March Kauai whale count numbers good

POIPU — The final 2017 Kauai Ocean Count took place Saturday under sunny and clear skies, although some wind in the later morning hours created chop and white caps which hindered the sightings of whales.

But that didn’t keep the numbers from being good.

“Overall, sightings of humpback whales at the Kauai sites was higher than expected for a March count,” said Jean Souza, the Kauai programs coordinator for the Hawaiian Islands Humpback Whale National Marine Sanctuary.

“Based on the informal tally, Kauai sites averaged two whales per 15-minute count period. This is nearly double the average number of whales sighted on Oahu and Hawaii Island.”

Cindy Among-Serraro, the Sanctuary Ocean Count project coordinator from Oahu, said more than 380 volunteers gathered data at 48 sites from the shores of Oahu, Kauai and Hawaii Island on Saturday.

A total of 85 whale sightings were recorded during the 8:30 to 8:45 a.m. time period — the most of any time period during the day’s count.

The day finished with Kauai reporting two whale sightings during a 15-minute time period, compared with the one sighting each reported by Oahu and Hawaii counters.

Souza said volunteers at North Shore sites, including the Kilauea Point National Wildlife Refuge — Kilauea Lighthouse (four sightings per 15-minute count period) and Crater Hill (five sightings per 15-minute count period) — and The Cliffs at Princeville sighted more whales Saturday than they did during the Feb. 25 count. These were among the top sites for March.

Poipu Beach Park came in the unofficial tally as “less than one” despite the sightings of blows and backs by volunteers.

“Poipu Beach Park, due to its elevation near sea level, has more whales than indicated due to the timing of the count periods versus when the whales showed themselves,” Souza said.

“We had a full breach in the first 30 minutes of the count,” said Bruce Parsil, the naturalist at the site. “And even before the count started, volunteers saw a monk seal swimming in the water before it hauled out at the tumbolo at the Poipu Beach Park.”

Parsil and his wife Christy were among the 92 volunteers who participated in the final count at 15 sites on Kauai.

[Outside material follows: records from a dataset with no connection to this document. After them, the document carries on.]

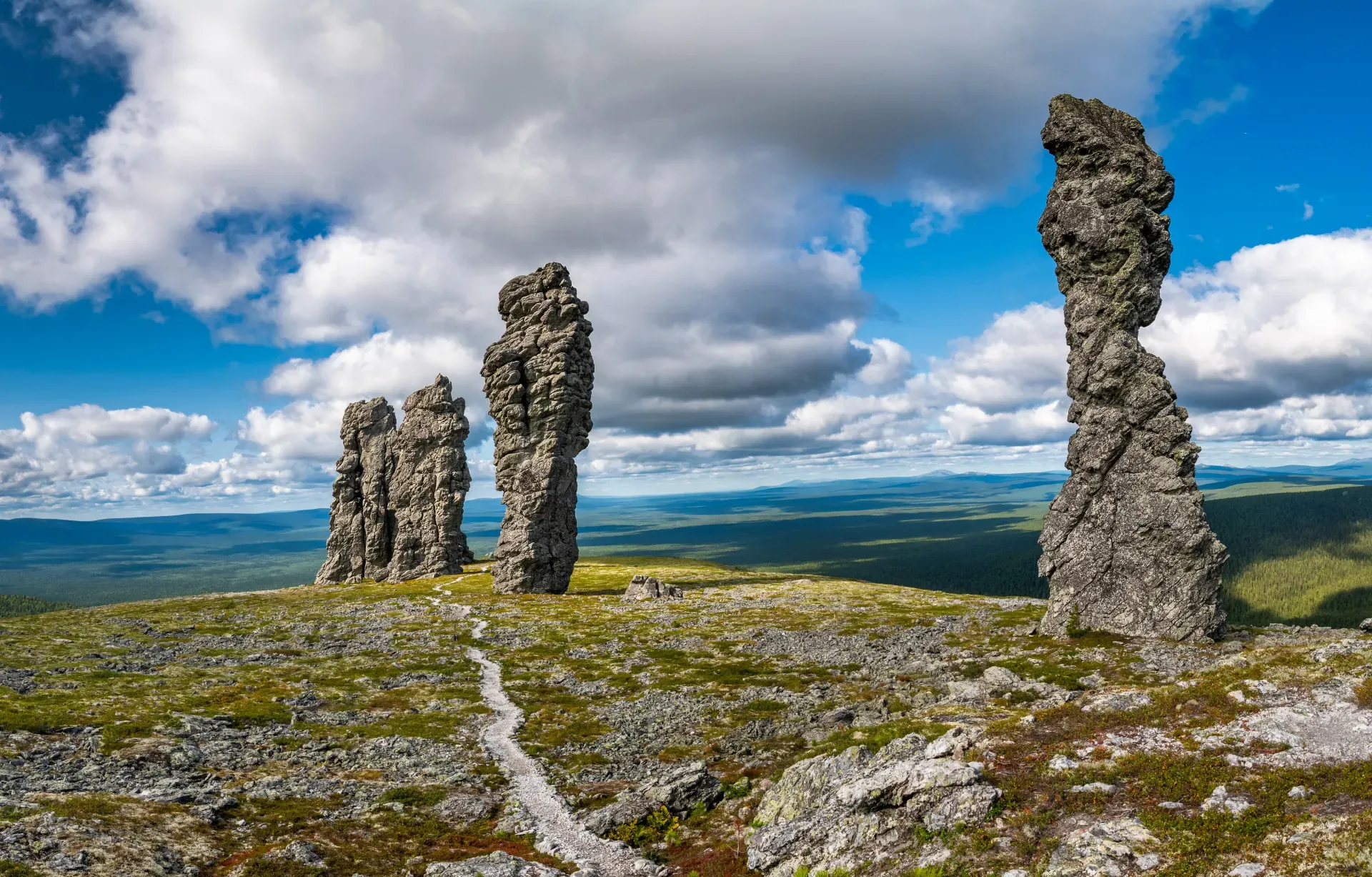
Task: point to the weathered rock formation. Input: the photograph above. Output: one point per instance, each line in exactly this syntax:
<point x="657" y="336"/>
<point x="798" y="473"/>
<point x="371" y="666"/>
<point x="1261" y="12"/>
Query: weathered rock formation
<point x="1125" y="545"/>
<point x="648" y="588"/>
<point x="538" y="380"/>
<point x="862" y="810"/>
<point x="397" y="511"/>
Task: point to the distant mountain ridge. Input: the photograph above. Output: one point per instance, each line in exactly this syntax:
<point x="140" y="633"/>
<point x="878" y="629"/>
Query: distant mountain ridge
<point x="957" y="532"/>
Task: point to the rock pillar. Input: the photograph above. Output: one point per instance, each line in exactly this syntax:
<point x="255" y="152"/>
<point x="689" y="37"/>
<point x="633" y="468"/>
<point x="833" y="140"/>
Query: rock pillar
<point x="538" y="380"/>
<point x="1125" y="545"/>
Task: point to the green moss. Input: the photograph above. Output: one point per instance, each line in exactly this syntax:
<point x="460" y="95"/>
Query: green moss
<point x="279" y="868"/>
<point x="413" y="796"/>
<point x="122" y="733"/>
<point x="656" y="828"/>
<point x="88" y="806"/>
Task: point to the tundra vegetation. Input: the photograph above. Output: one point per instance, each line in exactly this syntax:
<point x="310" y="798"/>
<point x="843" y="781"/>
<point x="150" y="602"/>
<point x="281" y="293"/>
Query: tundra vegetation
<point x="334" y="729"/>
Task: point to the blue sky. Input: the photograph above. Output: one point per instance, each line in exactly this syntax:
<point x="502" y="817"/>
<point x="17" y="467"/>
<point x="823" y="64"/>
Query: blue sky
<point x="808" y="254"/>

Parsil was among the naturalists who offered whale education to nearly 200 members of the public during the count.

Ed Schepker, the site leader at Kaiwa Point at Poipu, reported a mom and calf at that site all morning.

“Occasionally, a singleton would join the pair,” Souza said. “Mom and calves normally prefer the protected nearshore areas. Mike Kano, the site leader at Ninini Lighthouse, similarly observed a mom and calf deep within Kalapaki Bay before the count.”

The Ocean Count serves to promote public awareness about humpback whales, the sanctuary, and shore-based whale watching opportunities.

The count is conducted three times each year during the peak whale sighting season, providing a snapshot of humpback whale sightings from the shoreline.

Count volunteers tally humpback whale sightings and document the animals’ surface behaviors during the survey.